The CJEU in Grand Chamber held 10 days back in C‑633/22 Real Madrid Club de Fútbol, AE v EE, Société Éditrice du Monde SA. No English version was yet available at the time of writing.
The Court in essence confirms Spzunar AG’s Opinion which I reviewed here.
Its findings echo the language and sentiment of Article 16 of the EU’s anti-SLAPP Directive 2024/1069 (that Article addressing non-recognition of third country judgments).
The Grand Chamber emphasises mutual trust and the consequential very narrow room for refusal of recognition on ordre public grounds, even in the context of the application of the Charter’s Article 11 freedom of expression grounds: refusal must be exceptional, case-based, and not based on an entirely new balancing act.
However the court of enforcement must refuse to recognise if the Article 11 rights are fundamentally impacted.
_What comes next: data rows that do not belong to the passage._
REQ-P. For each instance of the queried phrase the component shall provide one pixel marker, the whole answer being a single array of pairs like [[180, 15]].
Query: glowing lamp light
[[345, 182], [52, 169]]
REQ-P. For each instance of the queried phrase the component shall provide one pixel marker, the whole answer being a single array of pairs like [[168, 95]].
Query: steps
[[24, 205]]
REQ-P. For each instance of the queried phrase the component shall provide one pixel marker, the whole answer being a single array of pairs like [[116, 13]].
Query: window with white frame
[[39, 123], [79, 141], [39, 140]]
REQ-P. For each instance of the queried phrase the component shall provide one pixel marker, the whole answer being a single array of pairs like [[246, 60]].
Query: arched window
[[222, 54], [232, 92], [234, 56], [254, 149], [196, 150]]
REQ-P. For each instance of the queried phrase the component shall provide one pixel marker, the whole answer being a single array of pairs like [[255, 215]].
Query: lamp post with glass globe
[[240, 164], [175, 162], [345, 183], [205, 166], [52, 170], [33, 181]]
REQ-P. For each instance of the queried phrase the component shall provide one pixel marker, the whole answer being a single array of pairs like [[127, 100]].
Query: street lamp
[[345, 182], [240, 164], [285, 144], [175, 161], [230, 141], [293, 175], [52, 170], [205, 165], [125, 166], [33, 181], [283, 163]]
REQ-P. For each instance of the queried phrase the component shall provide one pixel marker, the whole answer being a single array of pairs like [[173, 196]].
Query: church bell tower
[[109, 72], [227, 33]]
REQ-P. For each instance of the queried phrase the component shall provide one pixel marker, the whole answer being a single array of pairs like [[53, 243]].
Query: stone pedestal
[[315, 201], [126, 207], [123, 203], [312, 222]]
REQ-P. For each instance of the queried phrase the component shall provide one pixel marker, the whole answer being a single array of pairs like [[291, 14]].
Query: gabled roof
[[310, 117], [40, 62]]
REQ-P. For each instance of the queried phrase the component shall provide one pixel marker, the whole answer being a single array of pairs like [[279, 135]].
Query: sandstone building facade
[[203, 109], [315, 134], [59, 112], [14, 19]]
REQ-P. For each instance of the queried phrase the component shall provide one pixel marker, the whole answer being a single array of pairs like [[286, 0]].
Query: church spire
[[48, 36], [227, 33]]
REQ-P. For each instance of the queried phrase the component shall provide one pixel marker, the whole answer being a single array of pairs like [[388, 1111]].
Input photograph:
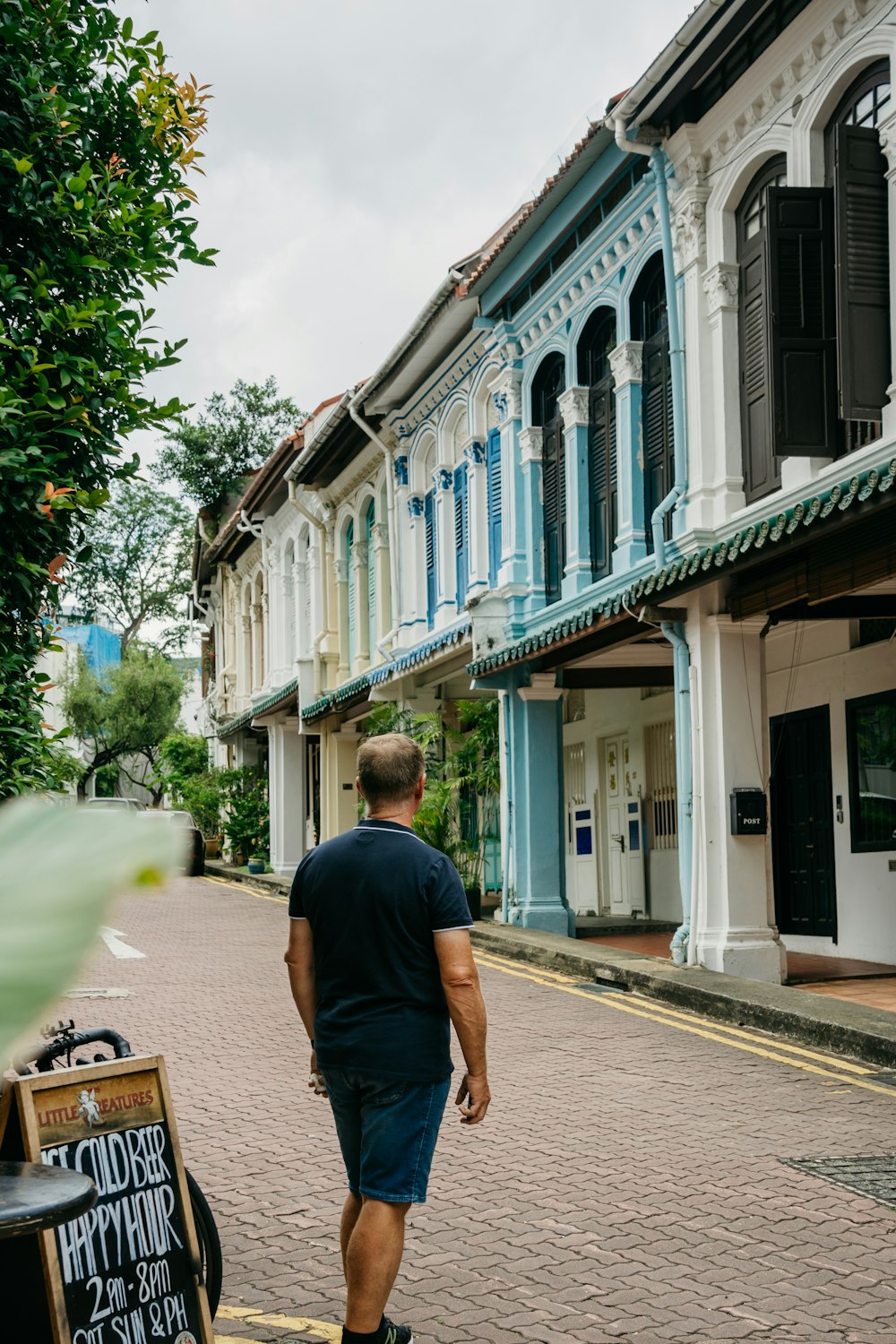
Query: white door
[[616, 768]]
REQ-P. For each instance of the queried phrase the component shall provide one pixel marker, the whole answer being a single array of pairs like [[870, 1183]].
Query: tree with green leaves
[[99, 139], [128, 712], [236, 433], [136, 564]]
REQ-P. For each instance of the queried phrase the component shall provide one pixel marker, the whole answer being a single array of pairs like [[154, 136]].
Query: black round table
[[34, 1198]]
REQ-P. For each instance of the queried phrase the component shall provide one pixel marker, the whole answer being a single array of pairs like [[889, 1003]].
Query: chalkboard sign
[[126, 1271]]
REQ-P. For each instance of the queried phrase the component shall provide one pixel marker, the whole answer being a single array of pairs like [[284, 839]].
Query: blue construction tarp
[[101, 647]]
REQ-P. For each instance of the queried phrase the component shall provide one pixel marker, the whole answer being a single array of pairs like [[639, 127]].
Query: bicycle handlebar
[[45, 1053]]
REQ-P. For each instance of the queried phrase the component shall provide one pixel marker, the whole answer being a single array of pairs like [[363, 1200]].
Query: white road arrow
[[112, 938]]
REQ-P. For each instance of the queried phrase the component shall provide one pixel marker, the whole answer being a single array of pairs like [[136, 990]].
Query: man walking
[[379, 959]]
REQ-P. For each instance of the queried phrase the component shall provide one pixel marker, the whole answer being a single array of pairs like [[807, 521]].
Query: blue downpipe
[[684, 769], [676, 363]]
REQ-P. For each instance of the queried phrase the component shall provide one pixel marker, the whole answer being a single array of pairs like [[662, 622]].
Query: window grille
[[573, 773], [662, 792]]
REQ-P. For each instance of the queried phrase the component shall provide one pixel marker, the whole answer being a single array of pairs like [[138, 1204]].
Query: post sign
[[128, 1271]]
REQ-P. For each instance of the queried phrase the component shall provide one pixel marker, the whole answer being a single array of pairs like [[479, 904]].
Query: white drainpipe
[[322, 634], [390, 507]]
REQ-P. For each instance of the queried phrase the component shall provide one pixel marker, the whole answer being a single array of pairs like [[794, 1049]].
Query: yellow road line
[[668, 1021], [661, 1010], [249, 1316]]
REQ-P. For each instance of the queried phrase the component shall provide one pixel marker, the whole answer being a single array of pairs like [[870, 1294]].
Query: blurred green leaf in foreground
[[59, 870]]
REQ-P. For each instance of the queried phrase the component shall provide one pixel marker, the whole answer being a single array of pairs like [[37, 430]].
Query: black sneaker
[[392, 1333]]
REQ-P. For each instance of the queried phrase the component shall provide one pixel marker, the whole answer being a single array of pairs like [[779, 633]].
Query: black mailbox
[[748, 812]]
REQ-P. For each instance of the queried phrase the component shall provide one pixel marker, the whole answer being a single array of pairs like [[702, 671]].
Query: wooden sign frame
[[115, 1097]]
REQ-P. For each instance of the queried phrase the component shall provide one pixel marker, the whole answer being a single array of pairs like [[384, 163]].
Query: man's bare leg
[[351, 1209], [373, 1257]]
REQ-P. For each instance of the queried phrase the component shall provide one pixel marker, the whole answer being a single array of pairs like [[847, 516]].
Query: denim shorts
[[387, 1131]]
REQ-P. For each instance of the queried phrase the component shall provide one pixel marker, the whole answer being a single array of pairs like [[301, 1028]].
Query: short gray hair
[[389, 768]]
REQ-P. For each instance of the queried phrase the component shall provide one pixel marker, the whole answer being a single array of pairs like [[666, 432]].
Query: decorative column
[[477, 521], [359, 562], [506, 394], [731, 918], [303, 636], [887, 132], [689, 247], [530, 461], [718, 486], [626, 362], [445, 551], [245, 658], [573, 408], [382, 585], [416, 618], [287, 795], [340, 573], [538, 823]]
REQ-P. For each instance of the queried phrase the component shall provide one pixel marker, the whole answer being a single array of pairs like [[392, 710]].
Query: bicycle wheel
[[209, 1244]]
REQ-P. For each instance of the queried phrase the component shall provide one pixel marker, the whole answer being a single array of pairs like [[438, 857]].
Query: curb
[[271, 881], [833, 1024]]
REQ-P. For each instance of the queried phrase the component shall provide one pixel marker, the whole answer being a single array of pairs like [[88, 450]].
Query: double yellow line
[[782, 1053], [750, 1042]]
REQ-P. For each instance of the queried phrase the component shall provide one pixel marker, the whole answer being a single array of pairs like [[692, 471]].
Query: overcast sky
[[357, 148]]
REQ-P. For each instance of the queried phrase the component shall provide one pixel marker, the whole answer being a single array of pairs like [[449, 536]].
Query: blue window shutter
[[352, 637], [429, 519], [461, 534], [493, 478], [371, 583]]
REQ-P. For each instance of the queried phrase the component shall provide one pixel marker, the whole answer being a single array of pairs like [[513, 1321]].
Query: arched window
[[856, 169], [650, 324], [762, 467], [549, 381], [598, 339], [371, 581], [352, 599]]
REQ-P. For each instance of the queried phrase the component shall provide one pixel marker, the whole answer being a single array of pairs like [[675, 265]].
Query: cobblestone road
[[627, 1185]]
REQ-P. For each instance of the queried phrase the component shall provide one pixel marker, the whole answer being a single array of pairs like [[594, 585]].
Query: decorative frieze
[[626, 362], [720, 285], [530, 444], [573, 406]]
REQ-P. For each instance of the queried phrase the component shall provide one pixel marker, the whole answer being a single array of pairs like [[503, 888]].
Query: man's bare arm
[[466, 1008], [300, 962]]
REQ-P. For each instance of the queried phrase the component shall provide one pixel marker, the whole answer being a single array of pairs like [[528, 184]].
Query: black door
[[802, 824]]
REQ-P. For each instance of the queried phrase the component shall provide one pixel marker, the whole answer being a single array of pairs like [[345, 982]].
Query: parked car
[[195, 841], [116, 804]]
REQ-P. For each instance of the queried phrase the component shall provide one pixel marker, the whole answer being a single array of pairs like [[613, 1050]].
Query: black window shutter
[[656, 414], [863, 271], [554, 494], [602, 475], [802, 349], [762, 470]]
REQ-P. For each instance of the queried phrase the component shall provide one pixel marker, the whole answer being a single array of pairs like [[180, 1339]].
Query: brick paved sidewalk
[[627, 1183]]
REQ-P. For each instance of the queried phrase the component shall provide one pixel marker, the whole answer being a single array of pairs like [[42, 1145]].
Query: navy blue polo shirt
[[374, 898]]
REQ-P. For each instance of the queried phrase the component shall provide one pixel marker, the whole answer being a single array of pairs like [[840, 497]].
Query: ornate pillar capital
[[506, 394], [530, 444], [720, 285], [573, 406], [689, 226], [626, 362], [379, 532]]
In exercising that assessment, it must i.a. take account of the distinction between the reputation of a legal cq natural person (the former lacking the ‘moral’ element of impacting on the ‘dignity’ of the person: [58]), the financial capacity of the defendant (accused to have libeled) [68], and the stiffing impact caused by a disproportionate difference between the actual damage suffered, and the libel award [62 ff].
Geert.
EU Private International Law, 4th ed, 2024, 2.619 ff.